Here are 7 reasons why I’m not too worried about the current bear market:
How many times have we heard this old chestnut? But in actual fact, my losses would have been much higher had I been fully invested in growth stocks or equities. My portfolio includes real estate (both personal and through REITs), income trusts, mutual funds (though fewer than before), equities and cash. I would be remiss if I did not point out that other than through some balanced funds, I hold no bonds.
2) No Debt
Well, this is not entirely true. As I have mentioned previously, I have a HELOC that I used to purchase some of my income generation portfolio. The value of those investments is now less than my HELOC balance and if I were forced to liquidate my income generating portfolio, I would find myself in a little bit of trouble.
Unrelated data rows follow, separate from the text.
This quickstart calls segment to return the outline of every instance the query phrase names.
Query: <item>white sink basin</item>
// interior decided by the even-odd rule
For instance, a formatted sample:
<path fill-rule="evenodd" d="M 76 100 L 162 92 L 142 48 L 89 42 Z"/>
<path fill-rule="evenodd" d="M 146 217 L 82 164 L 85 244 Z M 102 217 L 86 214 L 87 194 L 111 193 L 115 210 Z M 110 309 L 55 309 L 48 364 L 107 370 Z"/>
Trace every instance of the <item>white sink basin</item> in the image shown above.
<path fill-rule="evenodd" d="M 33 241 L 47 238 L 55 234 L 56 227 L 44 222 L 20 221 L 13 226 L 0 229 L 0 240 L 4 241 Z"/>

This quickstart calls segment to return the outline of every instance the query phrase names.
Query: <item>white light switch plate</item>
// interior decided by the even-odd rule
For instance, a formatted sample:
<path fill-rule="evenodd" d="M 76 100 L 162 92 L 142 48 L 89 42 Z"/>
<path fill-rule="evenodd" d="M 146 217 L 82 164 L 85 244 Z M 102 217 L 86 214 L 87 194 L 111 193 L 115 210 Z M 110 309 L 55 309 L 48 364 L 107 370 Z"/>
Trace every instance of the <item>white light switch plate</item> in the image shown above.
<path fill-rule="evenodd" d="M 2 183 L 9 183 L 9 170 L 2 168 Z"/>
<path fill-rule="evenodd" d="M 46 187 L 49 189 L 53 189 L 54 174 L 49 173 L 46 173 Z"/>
However, I have no other debts and the income from my portfolio more than covers my interest payments (which would be the minimum I would have to pay and are tax-deductible). Having no other consumer debt means none of my income is going to servicing debts.
3) I Don’t Rely on Capital Gains
My portfolio is structured to provide income through distributions and dividends. I am not one required to sell my assets to sustain my lifestyle. So the $200K is a paper loss, much as it was a paper gain a couple of months ago. What I do have to do is pay a little more attention to ensure none of my holdings are planning to cut or suspend there dividends/distributions. This requires a little more homework, but I am prepared to do that while all the blood-letting is going on.
4) Conservative Portfolio
When I decided to take super early retirement, I decided (or better yet, my wife told me) that she wanted to sleep well at night too. She is super risk averse (and she points out that we would have been further ahead if we put all our money in GICs :-) So, I have not made any investments more than 5% of my total portfolio (not withstanding real estate). To that end, should a company go under or stop distributions, I would be out a small portion of my overall monthly income.
5) I Can Still Work
I am young, energetic and still have earning potential. If I were in incredibly dire straights, I could go back to work full time or part time. I have that flexibility and I am not afraid of work. I just prefer not to :-)
6) Don’t Panic
In the words of the immortal Douglas Adams, “Don’t Panic”. The meltdown and bailout has occurred. This too, shall pass. The financial markets will emerge stronger and better regulated. The winners will continue to earn money and the losers will fade away. Banks will stop loaning money to people who can’t afford it and will have to return to sound business making decisions. Focus will once again return to emerging markets and we will all be forced to stop funding our standard of living on our collective credit cards.
7) This is not the US
I hate to parrot our Prime Minister, but at the end of the day, our banking sector is much more heavily regulated than the US. Our banks have some exposure to the ABCP market and sub-prime mess, but they were earning billions of dollars in Canada before they made the foray into that area and will continue to make billions of dollars. Most of the losses are write-downs which haven’t affected their cash positions. Mortgages they have written are generally insured by CHMC in high risk scenarios and they are covered.
Just my thoughts on the current state of the markets. I am not an expert, so take what I say with a grain of salt.